Child and Adolecent Mental Health
Upheld in whole or in part
Non-public interest report issued: complaint upheld
Aneurin Bevan University Health Board
Mr A complained that Aneurin Bevan University Health Board failed to diagnose his daughter, B, with Attention Deficit Hyperactivity Disorder (“ADHD” – a condition that affects a person’s behaviour in terms of inattention and/or hyperactivity and impulsivity)in a timely manner as the 2 referrals that were made to the Integrated Service for Children with Additional Needs (“ISCAN”) in July 2019 and July 2020 were both incorrectly rejected.
The Ombudsman found that the first referral in July 2019, which was made by B’s GP, contained limited information and supporting documentation. She concluded that, although B could have possibly been assessed after this referral, it was nevertheless within the range of a reasonable clinical decision that the referral was not accepted on this occasion. However, the Ombudsman found that the second referral in July 2020 should have been accepted, as ADHD features were clearer in the documentation and B met all the criteria from the referral checklist.
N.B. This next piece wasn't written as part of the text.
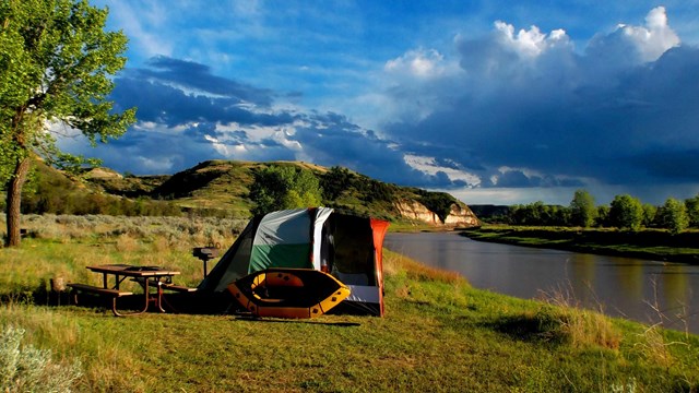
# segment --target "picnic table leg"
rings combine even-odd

After Mr A made a complaint to the Health Board, B was assessed by a Neurodevelopment Nurse and Child Psychiatrist, and a diagnosis of ADHD was subsequently reached. The Ombudsman concluded that there was a delay of at least 6 months in offering B an assessment and diagnosing her with ADHD and that it should not have taken Mr A having to make a formal complaint to obtain this diagnosis, and the support, that his daughter needed. This amounted to a significant injustice to Band her family due to the distress, but also the lack of support and treatment, that the rejection of the second referral caused. As a result, the Ombudsman upheld Mr A’s complaint.
The Ombudsman recommended that the Health Board apologise to Mr A within 1 month of the final report. In light of the fact that there was a new process in place for processing and triaging neurodevelopmental referrals within the Health Board, the Ombudsman did not consider it relevant to make any specific recommendations in respect of neurodevelopmental referrals to ISCAN. However, she recommended that, within 6 months of the final report, the Health Board should review the effectiveness of the neurodevelopmental referral pathway that was implemented in April 2021 in meeting the needs of children and young people.